Although I feel I have a good marketing plan in place, with continual tweaking etc., I think I goofed by hitting some outlying areas instead of focusing on my core. Although I can buy April being weak in general, my business softness this month indicates to me I needed to focus my mailing on the core folks (have been trying direct mail every two months–but leaning towards monthly). As I looked the numbers over, it appears I’m hitting about 30% retention. And I am figuring my ROE is about 5–so I am happy there, but the ad budget is stretched to 8%, which is probably much higher than the norm. BTW, j_rOkk, I’m gonna use your “create your own sensation” I saw from one of your postcards you e-mailed. And, you are right, the Mon-Weds specials not only confused people, but we would invariably get calls starting Thurs for that special LOL. Now, I’m using one special highlighting FREE delievery and a one-top pizzza–simpler and I think/hope very effective for the rest of the month and May.

Cheers,

Bob
 
We had a similiar discussion to this a couple of years ago in the Think Tank. It was more based upon the 80/20 rule but I’ll rehit what we discussed in the past.
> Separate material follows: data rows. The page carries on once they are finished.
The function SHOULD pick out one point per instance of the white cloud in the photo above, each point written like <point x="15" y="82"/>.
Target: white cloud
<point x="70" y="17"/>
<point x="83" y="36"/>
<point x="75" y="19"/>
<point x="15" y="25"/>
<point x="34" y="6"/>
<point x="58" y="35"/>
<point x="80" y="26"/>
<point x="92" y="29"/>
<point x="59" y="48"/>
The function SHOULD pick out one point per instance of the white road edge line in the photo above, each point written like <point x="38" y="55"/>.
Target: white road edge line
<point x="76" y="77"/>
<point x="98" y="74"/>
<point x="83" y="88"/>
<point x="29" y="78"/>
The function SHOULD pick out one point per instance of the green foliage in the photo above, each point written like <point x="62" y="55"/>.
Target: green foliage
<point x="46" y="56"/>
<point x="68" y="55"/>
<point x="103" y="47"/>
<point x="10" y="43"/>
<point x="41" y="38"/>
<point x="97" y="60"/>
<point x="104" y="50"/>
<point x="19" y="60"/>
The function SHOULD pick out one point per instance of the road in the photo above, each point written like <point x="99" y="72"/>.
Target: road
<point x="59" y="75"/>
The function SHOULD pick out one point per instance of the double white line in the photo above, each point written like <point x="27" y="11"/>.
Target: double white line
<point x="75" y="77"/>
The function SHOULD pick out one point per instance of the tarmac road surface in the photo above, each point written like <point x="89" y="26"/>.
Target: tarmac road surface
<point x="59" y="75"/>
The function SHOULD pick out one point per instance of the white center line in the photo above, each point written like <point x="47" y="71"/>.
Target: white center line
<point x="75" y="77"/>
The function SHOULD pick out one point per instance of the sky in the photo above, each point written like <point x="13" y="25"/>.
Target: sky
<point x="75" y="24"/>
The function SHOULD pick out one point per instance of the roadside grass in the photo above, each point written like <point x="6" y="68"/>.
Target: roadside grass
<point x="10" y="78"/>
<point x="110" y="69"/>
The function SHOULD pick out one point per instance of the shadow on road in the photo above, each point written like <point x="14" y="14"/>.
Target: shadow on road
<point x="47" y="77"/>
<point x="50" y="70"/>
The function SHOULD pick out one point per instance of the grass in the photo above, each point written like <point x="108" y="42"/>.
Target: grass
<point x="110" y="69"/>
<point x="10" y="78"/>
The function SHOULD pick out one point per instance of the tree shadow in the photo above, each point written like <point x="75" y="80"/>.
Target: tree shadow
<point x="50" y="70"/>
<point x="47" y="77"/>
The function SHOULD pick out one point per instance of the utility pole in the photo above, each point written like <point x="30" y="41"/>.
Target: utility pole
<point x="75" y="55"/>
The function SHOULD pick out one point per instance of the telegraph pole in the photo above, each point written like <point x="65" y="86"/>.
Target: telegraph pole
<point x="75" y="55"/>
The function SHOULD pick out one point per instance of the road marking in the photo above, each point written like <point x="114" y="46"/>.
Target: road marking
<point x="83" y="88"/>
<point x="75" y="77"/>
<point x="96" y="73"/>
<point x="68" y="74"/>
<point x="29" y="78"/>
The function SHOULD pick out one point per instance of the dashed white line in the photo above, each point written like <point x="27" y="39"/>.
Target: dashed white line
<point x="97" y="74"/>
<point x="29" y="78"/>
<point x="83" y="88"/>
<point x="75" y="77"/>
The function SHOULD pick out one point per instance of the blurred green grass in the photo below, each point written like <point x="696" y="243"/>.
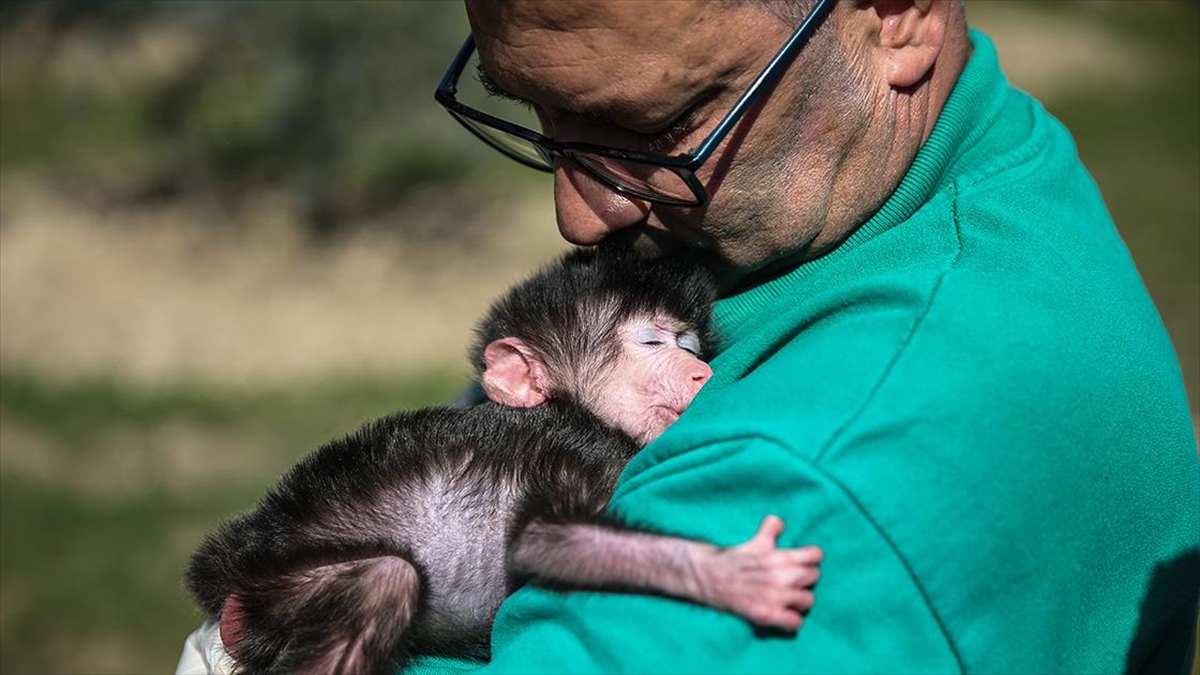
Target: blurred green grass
<point x="91" y="569"/>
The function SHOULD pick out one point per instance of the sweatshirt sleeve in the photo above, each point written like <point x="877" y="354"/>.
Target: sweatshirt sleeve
<point x="869" y="615"/>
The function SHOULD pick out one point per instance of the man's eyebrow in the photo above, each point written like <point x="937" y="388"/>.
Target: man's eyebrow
<point x="495" y="89"/>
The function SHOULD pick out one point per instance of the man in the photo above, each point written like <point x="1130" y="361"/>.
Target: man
<point x="940" y="363"/>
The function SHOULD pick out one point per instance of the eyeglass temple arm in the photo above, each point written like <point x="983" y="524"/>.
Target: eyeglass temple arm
<point x="450" y="79"/>
<point x="748" y="99"/>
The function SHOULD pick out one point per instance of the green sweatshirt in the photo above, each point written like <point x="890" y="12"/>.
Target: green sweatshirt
<point x="971" y="405"/>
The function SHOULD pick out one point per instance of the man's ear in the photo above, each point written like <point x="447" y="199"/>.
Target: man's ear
<point x="514" y="375"/>
<point x="910" y="36"/>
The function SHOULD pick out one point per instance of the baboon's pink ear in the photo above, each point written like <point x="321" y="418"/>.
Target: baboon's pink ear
<point x="514" y="375"/>
<point x="232" y="625"/>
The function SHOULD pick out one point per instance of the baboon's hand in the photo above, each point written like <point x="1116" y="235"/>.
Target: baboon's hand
<point x="760" y="581"/>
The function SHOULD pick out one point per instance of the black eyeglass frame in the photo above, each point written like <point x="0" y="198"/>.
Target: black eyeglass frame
<point x="684" y="166"/>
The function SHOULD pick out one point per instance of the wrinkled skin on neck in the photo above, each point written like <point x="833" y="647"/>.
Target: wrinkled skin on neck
<point x="805" y="166"/>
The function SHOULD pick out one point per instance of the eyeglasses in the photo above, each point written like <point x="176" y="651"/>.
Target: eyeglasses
<point x="661" y="179"/>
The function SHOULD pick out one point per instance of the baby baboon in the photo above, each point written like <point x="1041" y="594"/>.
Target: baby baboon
<point x="406" y="536"/>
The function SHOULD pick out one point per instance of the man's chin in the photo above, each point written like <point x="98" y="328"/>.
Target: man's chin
<point x="645" y="243"/>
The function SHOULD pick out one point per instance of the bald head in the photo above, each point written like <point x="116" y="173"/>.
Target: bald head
<point x="808" y="163"/>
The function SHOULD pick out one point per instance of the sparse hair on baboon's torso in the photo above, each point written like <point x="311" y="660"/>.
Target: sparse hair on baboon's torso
<point x="445" y="489"/>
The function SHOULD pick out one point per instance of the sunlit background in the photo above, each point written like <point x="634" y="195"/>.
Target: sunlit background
<point x="231" y="231"/>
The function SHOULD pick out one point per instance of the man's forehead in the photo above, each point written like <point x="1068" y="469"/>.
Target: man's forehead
<point x="576" y="55"/>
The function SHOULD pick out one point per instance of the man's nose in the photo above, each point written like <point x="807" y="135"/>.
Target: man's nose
<point x="700" y="372"/>
<point x="588" y="210"/>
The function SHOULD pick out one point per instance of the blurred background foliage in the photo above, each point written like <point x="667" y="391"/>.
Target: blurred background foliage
<point x="231" y="231"/>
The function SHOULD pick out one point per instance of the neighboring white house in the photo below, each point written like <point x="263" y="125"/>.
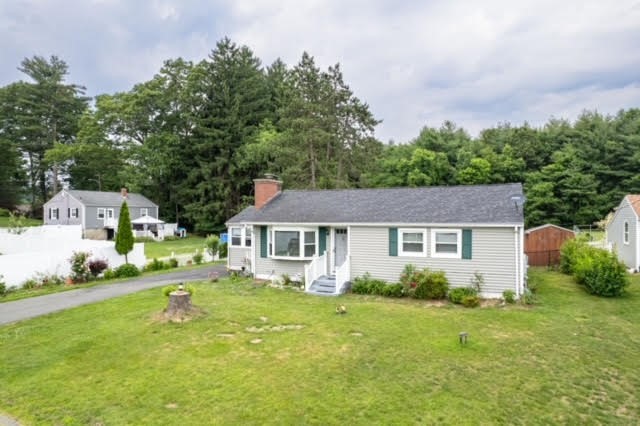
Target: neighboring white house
<point x="329" y="237"/>
<point x="623" y="233"/>
<point x="96" y="211"/>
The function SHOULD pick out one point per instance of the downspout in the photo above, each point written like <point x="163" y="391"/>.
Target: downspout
<point x="517" y="265"/>
<point x="523" y="267"/>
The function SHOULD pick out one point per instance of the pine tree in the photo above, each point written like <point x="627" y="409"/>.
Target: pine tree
<point x="124" y="237"/>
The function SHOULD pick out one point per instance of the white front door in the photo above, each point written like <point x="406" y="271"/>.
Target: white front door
<point x="341" y="248"/>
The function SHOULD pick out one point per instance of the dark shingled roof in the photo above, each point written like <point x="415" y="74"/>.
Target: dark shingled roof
<point x="108" y="199"/>
<point x="481" y="204"/>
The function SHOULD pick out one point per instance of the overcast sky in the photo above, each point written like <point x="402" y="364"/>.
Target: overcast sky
<point x="416" y="63"/>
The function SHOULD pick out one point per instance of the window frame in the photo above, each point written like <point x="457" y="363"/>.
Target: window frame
<point x="246" y="236"/>
<point x="301" y="241"/>
<point x="434" y="252"/>
<point x="401" y="232"/>
<point x="625" y="232"/>
<point x="231" y="236"/>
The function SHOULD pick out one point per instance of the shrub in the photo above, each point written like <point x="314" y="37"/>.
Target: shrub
<point x="368" y="285"/>
<point x="471" y="301"/>
<point x="156" y="265"/>
<point x="96" y="266"/>
<point x="79" y="268"/>
<point x="569" y="253"/>
<point x="456" y="295"/>
<point x="393" y="290"/>
<point x="601" y="273"/>
<point x="408" y="279"/>
<point x="167" y="290"/>
<point x="431" y="285"/>
<point x="212" y="243"/>
<point x="509" y="296"/>
<point x="223" y="248"/>
<point x="127" y="270"/>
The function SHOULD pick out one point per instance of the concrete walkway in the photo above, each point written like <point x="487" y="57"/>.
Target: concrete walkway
<point x="42" y="305"/>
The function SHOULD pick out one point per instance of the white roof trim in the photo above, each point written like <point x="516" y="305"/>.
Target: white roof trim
<point x="625" y="201"/>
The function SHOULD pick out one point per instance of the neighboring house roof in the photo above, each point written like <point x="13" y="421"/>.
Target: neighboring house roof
<point x="107" y="199"/>
<point x="473" y="204"/>
<point x="548" y="225"/>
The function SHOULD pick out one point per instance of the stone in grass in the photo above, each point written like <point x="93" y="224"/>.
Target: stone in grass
<point x="180" y="308"/>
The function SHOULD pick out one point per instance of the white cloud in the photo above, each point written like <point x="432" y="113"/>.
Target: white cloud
<point x="415" y="63"/>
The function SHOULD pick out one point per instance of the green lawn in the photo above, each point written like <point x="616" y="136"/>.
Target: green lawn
<point x="573" y="358"/>
<point x="158" y="249"/>
<point x="4" y="222"/>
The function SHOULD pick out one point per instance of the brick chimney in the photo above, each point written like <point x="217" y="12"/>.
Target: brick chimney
<point x="266" y="189"/>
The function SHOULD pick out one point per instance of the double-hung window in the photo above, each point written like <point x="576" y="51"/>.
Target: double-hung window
<point x="412" y="242"/>
<point x="446" y="243"/>
<point x="626" y="232"/>
<point x="236" y="236"/>
<point x="241" y="236"/>
<point x="294" y="243"/>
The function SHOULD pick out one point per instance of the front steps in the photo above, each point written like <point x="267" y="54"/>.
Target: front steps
<point x="323" y="286"/>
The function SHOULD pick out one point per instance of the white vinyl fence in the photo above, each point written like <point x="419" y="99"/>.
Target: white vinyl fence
<point x="47" y="250"/>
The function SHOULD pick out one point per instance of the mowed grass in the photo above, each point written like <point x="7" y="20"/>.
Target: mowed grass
<point x="188" y="245"/>
<point x="572" y="358"/>
<point x="4" y="222"/>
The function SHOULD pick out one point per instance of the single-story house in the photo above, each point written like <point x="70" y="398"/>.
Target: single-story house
<point x="96" y="211"/>
<point x="542" y="244"/>
<point x="329" y="237"/>
<point x="623" y="231"/>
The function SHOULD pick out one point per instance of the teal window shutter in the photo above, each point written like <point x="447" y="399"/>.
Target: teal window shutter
<point x="322" y="237"/>
<point x="393" y="241"/>
<point x="263" y="241"/>
<point x="466" y="243"/>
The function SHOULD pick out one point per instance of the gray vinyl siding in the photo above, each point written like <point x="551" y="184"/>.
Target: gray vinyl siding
<point x="237" y="255"/>
<point x="493" y="255"/>
<point x="266" y="266"/>
<point x="63" y="204"/>
<point x="615" y="235"/>
<point x="93" y="222"/>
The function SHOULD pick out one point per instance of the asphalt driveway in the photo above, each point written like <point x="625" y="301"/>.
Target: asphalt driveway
<point x="42" y="305"/>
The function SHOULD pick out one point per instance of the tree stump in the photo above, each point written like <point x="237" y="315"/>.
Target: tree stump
<point x="179" y="304"/>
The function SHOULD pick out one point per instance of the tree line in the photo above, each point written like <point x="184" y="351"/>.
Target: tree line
<point x="194" y="136"/>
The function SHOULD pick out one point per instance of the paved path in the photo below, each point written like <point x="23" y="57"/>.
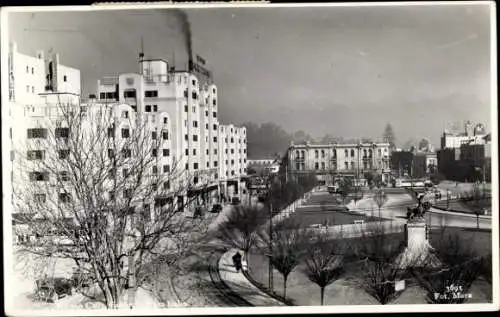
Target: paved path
<point x="239" y="284"/>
Alot of operators find that 80% of their sales come from 20% of their customers. You can give or take a few percentage based upon marketing efforts and non-marketing efforts but as a general rule. 80% of your business comes from 20% of your customers.

So let’s say you have 3000 customers in your database. You will find that 20% of those customers order pretty regularly and generate 80% of your busines. So you would have 600 customers ordering on a regular basis. If you want 1200 ordering, pick your database up to 6000 addresses and this could likely be the case.

Then through direct mail, hopefully you can have those 1200 customers ordering 2-3 times per month, and you’ll have pretty decent sales. Especially with a higher ticket average.

Out of curiosity, everyone reading this post. Please post your percentage numbers of actual ordering customers vs non-ordering customers in your database. Define Ordering customers as those who have ordered within 30 days. Non-Ordering Customers… those who have not ordered in over 30 days.